Luego de comparar diferentes especies de primates, los resultados fueron concluyentes: las variables sociales eran las claves para predecir la dimensión de la neocorteza.
El tamaño del grupo estableció la relación más importante con la extensión de tal zona cerebral.
Grupos más grandes representan una organización de complejidad creciente, desde los círculos íntimos de acicalamiento hasta bandas y tropas complejas. Las relaciones sociales múltiples fueron un reto para todos los integrantes, pero sobrevivieron más los individuos cuyos cerebros respondían mejor a la vida en grupos amplios. Esta característica pasó a sus descendientes y terminó por predominar. Este posiblemente haya sido un caso de selección natural.

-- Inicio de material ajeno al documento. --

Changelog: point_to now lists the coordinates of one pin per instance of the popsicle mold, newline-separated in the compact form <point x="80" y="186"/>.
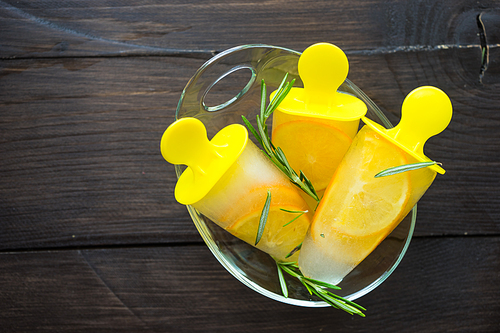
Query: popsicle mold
<point x="228" y="178"/>
<point x="358" y="211"/>
<point x="426" y="111"/>
<point x="322" y="68"/>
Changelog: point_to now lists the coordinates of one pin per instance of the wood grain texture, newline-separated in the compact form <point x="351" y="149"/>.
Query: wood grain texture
<point x="197" y="28"/>
<point x="91" y="239"/>
<point x="441" y="285"/>
<point x="82" y="164"/>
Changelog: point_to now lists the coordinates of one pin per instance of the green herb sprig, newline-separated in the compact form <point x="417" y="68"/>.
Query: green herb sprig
<point x="404" y="168"/>
<point x="275" y="154"/>
<point x="317" y="288"/>
<point x="300" y="212"/>
<point x="263" y="218"/>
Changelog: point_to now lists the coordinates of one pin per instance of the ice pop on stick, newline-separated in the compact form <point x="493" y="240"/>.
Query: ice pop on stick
<point x="358" y="210"/>
<point x="228" y="178"/>
<point x="315" y="125"/>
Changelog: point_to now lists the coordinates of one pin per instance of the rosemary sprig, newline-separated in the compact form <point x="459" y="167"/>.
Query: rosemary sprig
<point x="300" y="212"/>
<point x="317" y="288"/>
<point x="404" y="168"/>
<point x="295" y="249"/>
<point x="263" y="218"/>
<point x="275" y="154"/>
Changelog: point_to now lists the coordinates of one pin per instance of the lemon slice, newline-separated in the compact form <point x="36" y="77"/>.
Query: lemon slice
<point x="361" y="206"/>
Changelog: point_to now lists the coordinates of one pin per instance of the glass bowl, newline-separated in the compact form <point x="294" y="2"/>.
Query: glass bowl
<point x="222" y="90"/>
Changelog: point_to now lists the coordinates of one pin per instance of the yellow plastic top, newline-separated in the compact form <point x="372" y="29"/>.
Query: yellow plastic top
<point x="323" y="67"/>
<point x="426" y="111"/>
<point x="186" y="142"/>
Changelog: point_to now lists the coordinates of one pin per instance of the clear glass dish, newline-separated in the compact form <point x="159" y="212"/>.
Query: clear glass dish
<point x="222" y="90"/>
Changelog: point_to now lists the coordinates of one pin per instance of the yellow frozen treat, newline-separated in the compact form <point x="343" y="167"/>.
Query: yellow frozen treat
<point x="358" y="210"/>
<point x="315" y="125"/>
<point x="227" y="180"/>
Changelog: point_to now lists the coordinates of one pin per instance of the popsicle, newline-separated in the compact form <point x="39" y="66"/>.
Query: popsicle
<point x="315" y="125"/>
<point x="227" y="179"/>
<point x="358" y="210"/>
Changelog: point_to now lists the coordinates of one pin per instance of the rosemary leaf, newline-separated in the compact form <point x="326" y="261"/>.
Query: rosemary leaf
<point x="288" y="263"/>
<point x="293" y="251"/>
<point x="323" y="284"/>
<point x="263" y="218"/>
<point x="293" y="211"/>
<point x="404" y="168"/>
<point x="263" y="94"/>
<point x="284" y="288"/>
<point x="275" y="154"/>
<point x="318" y="288"/>
<point x="252" y="129"/>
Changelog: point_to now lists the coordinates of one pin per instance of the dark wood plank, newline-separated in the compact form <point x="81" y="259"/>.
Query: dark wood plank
<point x="443" y="284"/>
<point x="80" y="150"/>
<point x="67" y="28"/>
<point x="81" y="164"/>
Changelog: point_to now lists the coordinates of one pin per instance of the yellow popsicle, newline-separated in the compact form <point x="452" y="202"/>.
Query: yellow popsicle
<point x="227" y="180"/>
<point x="315" y="125"/>
<point x="358" y="210"/>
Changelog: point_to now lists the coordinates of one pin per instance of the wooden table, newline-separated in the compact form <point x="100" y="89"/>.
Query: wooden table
<point x="91" y="239"/>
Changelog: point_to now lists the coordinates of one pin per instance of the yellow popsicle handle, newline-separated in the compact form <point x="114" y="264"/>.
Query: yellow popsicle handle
<point x="186" y="142"/>
<point x="426" y="111"/>
<point x="322" y="67"/>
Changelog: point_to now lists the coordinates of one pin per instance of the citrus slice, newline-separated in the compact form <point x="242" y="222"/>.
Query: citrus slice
<point x="314" y="147"/>
<point x="356" y="203"/>
<point x="280" y="237"/>
<point x="357" y="210"/>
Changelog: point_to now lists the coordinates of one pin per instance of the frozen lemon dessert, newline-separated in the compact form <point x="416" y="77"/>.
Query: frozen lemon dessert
<point x="228" y="179"/>
<point x="359" y="210"/>
<point x="315" y="125"/>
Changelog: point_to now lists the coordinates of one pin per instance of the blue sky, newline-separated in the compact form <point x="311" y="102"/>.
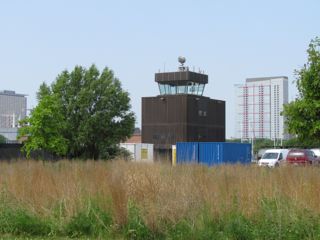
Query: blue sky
<point x="229" y="40"/>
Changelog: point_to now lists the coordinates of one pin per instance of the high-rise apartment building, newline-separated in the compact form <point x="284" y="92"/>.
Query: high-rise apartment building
<point x="13" y="107"/>
<point x="259" y="103"/>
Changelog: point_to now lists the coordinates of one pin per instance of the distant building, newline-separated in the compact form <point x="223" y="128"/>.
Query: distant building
<point x="13" y="108"/>
<point x="259" y="103"/>
<point x="136" y="136"/>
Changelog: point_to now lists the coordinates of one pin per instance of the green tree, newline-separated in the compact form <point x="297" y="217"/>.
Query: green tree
<point x="2" y="139"/>
<point x="303" y="114"/>
<point x="83" y="114"/>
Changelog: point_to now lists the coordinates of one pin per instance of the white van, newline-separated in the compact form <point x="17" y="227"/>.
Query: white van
<point x="273" y="157"/>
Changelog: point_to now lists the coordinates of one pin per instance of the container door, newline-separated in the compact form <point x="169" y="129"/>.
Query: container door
<point x="187" y="152"/>
<point x="210" y="153"/>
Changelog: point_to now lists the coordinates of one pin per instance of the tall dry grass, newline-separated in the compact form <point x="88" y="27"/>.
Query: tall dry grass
<point x="161" y="192"/>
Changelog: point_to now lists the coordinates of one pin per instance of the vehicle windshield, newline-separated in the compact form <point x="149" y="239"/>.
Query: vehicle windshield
<point x="296" y="154"/>
<point x="270" y="156"/>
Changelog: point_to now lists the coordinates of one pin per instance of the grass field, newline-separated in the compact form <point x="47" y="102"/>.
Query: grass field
<point x="120" y="200"/>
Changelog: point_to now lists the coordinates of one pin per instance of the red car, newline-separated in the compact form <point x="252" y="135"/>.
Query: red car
<point x="302" y="156"/>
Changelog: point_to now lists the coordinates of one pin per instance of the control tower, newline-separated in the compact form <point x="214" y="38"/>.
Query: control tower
<point x="181" y="113"/>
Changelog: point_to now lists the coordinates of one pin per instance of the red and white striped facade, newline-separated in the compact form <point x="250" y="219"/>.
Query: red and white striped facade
<point x="259" y="103"/>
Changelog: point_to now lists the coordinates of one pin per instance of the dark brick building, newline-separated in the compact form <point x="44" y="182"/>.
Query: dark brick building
<point x="180" y="113"/>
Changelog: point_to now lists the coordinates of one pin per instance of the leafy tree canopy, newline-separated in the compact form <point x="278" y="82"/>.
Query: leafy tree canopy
<point x="83" y="114"/>
<point x="303" y="114"/>
<point x="2" y="139"/>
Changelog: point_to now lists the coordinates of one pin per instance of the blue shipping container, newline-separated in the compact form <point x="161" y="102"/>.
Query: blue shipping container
<point x="187" y="152"/>
<point x="213" y="153"/>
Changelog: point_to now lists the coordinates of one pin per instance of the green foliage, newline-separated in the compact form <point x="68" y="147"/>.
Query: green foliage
<point x="20" y="222"/>
<point x="45" y="128"/>
<point x="303" y="114"/>
<point x="2" y="139"/>
<point x="83" y="114"/>
<point x="276" y="219"/>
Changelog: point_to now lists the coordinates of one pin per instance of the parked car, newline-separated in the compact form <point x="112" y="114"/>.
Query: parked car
<point x="302" y="157"/>
<point x="273" y="157"/>
<point x="316" y="152"/>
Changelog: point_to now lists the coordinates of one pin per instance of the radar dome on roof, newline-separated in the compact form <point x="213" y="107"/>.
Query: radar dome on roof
<point x="181" y="60"/>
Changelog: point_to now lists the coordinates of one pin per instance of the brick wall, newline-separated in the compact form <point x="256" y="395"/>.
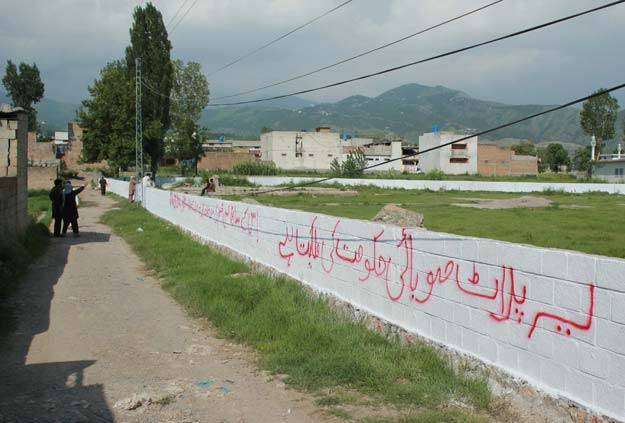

Grupo y monogamia. La continuación de las investigaciones determinó posteriormente otra variable clave en la evolución de la neocorteza. Al considerar muy distintos tipos de órdenes de cordados (aves y mamíferos), Robin Dunbar y Suzanne Schultz encontraron que los animales que presentan apego con una pareja poseen mayores cerebros que los animales que se aparean de forma no monógama.
Los sistemas de apareamiento son el resultado de procesos de selección sexual y dependen de las estrategias que resulten óptimas para que una especie se reproduzca y mantenga a sus crías. A lo largo de la evolución, establecer algún tipo de relación social se ha vinculado con el tamaño del cerebro.
En nuestro caso, el de los primates, las capacidades para el mantenimiento de las relaciones se extendieron desde la pareja (como ocurre en las jirafas y en la mayor parte de las aves) hasta abarcar a los miembros de nuestras familias, nuestros amigos y conocidos.
Los resultados de la investigación llaman al optimismo. Se sugiere que sostener las relaciones sociales se ha asociado con el aumento de las capacidades cognitivas a lo largo de la evolución. Hoy más que nunca necesitamos esas capacidades para subsistir como especie.
La empatía, la responsabilidad y la inteligencia se configuraron porque desarrollamos grupos sólidos. Los seres humanos no tendremos el tamaño de una ballena, la velocidad de un guepardo o la fuerza de un gorila; sin embargo, unirnos en grupos ha hecho crecer nuestro intelecto y nuestra capacidad de amar.
El autor es psicólogo, profesor e investigador de la Universidad Hispanoamericana y la Universidad Estatal a Distancia.